Mantagi Alizar Tanjung
Terbit di Singgalang, 19 Januari 2014
Lelang yuang.
Apakah anda wahai pembaca yang saya cintai pernah mendengar kata ini? Saya
yakin anda pernah mendengarnya. Bahkan menurut saya sering mendengarnya. Tidak
tertutup kemungkinan pula sebagai para pelaku. Atau para penghubung lelang.
Misalnya
begini, dijual motor lelang dengan harga sekian. Orang-orang berebut membelinya.
Saya tidak tahu kenapa? Padahal yang bernama lelang sudah pasti barang seken.
Sudah ndak perawan atau sudah ndak perjaka. Mungkin karena yang penting adalah
mereknya. Contoh salah-satunya mobil milik saudara saya, karena barang seken,
setiap sebentar keluar dompet untuk perbaikannya.
Coba
perhatikan motor yang dilelang. Kalau tidak perjaka rodanya yang rusak, maka
perawan mesinnya yang sudah babak belur.
Kenapa babak belur, setiap hari ditunggangi para tuan motor. Bayangkan siang
dan malam terus ditunggangi, ya akhir-akhirnya masuk kepelelangan karena
setoran tidak dibayar.
Boro-boro mau
baya setoran, untuk makan anak-bini saja tidak cukup. Sori bagi anda yang belum
menikah. Uang saku anda saja kadang-kadang tidak cukup, ngapain harus
ribet-ribet beli motor. Nah, ini baru kata lelang pertama yang saya kemukakan
kepada anda yang saya sayangi sebagai sesama manusia yang benar-benar membaca
mantagi ini.
Lelang kedua,
saya menemukan selama Bulan Ramadhan. Gak percaya. Datang saja setiap Bulan
Ramadhan ke kampung saya, Karang Sadah, Nagari Kampung Batu Dalam, negeri yang
kaya dengan hasil bumi, indah akan pariwisata, masih miskin pengelolaan. Di kampung
saya orang-orang melelang. Mulai dari melelang yang kecil-kecil sampai ke yang
sedikit bergengsi. Karena memang belum ada yang mendekat super bergengsi, atau
premium bergengsi.
Saya tegaskan
sekali lagi. Apa yang dilelang? Ada namanya lelang amal. Saya gak mengerti
kenapa namanya lelang amal. Kemudian ada namanya lelang apik ayam. Lelang ayam
goreng satu ekor lengkapnya. Ayam itu dilelang sampai bandrol lima ratus ribu.
Lelang ini diadakan di masjid-masjid atau surau-surau untuk pencari dana acara
lomba dan segala macam tetek bengeknya. Lelang ini diikuti oleh tua muda,
remaja, bahkan sampai ke anak-anak.
Pelaksanaan
lelang ini ketika ada lomba: lomba MSQ, tilawah, qasidah, salat. Mereka yang
mengangkat acara ini adalah pemuda-pemuda. Lelangnya atas nama pemuda.

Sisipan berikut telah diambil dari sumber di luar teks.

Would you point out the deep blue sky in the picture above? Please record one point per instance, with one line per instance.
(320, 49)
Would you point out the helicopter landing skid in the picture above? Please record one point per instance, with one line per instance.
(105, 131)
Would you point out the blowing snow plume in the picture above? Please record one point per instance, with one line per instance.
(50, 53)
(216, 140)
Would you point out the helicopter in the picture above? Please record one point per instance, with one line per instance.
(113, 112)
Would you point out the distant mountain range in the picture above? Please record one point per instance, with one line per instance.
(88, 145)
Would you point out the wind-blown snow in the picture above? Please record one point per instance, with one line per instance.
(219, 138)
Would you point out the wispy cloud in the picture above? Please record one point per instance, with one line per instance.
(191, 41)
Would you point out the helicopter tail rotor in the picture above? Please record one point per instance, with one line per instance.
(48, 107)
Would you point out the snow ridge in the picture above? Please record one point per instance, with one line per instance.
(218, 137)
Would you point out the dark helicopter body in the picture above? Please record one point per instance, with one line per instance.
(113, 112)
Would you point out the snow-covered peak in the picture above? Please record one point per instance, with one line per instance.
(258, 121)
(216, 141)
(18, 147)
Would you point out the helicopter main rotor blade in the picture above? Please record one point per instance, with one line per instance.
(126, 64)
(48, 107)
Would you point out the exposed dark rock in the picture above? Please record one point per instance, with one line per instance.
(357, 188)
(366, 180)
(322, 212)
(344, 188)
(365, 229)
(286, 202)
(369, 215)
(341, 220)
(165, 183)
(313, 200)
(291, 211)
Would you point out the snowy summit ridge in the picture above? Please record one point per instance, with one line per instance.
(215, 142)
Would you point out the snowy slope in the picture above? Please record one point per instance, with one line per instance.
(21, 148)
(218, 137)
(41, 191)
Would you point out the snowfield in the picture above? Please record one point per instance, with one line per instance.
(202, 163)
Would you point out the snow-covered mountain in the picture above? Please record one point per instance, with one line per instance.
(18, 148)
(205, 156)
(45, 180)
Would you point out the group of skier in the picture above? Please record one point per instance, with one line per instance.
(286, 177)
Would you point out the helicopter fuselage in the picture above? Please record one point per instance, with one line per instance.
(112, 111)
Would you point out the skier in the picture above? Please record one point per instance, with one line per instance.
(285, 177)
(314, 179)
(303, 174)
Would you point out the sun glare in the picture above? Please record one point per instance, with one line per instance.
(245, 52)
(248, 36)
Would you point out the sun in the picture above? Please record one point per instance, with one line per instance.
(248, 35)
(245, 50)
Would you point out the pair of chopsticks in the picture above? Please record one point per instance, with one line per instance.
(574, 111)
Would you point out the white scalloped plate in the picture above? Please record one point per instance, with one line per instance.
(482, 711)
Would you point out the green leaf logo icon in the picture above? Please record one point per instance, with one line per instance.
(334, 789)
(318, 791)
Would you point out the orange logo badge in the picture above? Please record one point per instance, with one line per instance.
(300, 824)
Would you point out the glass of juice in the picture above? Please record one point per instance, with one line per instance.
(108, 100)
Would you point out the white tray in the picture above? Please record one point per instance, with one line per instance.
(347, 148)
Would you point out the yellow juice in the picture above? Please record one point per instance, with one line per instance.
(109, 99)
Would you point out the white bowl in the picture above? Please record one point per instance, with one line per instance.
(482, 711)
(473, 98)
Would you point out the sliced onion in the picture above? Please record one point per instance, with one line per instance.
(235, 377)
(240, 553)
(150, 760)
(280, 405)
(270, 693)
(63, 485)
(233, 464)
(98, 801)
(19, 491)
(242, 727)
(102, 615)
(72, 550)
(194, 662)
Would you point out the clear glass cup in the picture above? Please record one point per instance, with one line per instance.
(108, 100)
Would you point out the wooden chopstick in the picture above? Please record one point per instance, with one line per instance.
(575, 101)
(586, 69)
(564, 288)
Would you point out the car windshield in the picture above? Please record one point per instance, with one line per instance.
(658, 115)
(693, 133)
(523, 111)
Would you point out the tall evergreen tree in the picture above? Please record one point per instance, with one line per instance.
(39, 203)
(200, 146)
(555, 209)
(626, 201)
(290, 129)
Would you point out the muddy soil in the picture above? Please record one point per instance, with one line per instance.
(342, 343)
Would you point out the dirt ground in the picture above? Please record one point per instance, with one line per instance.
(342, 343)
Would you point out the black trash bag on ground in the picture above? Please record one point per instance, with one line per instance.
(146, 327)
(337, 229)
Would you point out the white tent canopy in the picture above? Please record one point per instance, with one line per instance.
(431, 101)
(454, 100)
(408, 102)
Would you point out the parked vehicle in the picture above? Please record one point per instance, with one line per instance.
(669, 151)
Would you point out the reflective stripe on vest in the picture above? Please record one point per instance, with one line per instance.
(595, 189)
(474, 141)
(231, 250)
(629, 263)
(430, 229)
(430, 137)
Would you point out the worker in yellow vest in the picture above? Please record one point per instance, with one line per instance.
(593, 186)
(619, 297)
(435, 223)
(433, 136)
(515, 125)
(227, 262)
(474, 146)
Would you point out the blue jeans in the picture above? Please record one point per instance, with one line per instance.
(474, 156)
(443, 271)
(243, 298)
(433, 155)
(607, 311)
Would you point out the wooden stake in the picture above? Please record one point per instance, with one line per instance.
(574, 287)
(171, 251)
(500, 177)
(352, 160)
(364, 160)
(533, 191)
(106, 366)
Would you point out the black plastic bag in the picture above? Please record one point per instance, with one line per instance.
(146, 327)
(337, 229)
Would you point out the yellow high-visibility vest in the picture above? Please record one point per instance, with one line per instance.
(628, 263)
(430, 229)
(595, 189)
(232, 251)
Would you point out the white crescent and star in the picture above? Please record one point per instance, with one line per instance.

Tempatnya masjid atau surau dalam rangka keagaaman. Tukang lelang akan
menghimbau dari hitungan satu yang artinya seribu. Kalau dahulu per seratus
rupiah. Mungkin karena mata uang sudah tak berguna di negeri ini makanya naik
harganya menjadi seribu. Pelelang meneriakkan apa yang diteriakkan peserta
lelang. Mulai dari kata yang amat jelek sampai kata yang amat baik diucapkan
oleh pelelang.
Kadang orang
tertawa, kadang bermuka murung karena hinaan dan cacian para pelelang. Ada pula
yang pura-pura mau bertengkar, karena telinganya sudah merah menahan malu.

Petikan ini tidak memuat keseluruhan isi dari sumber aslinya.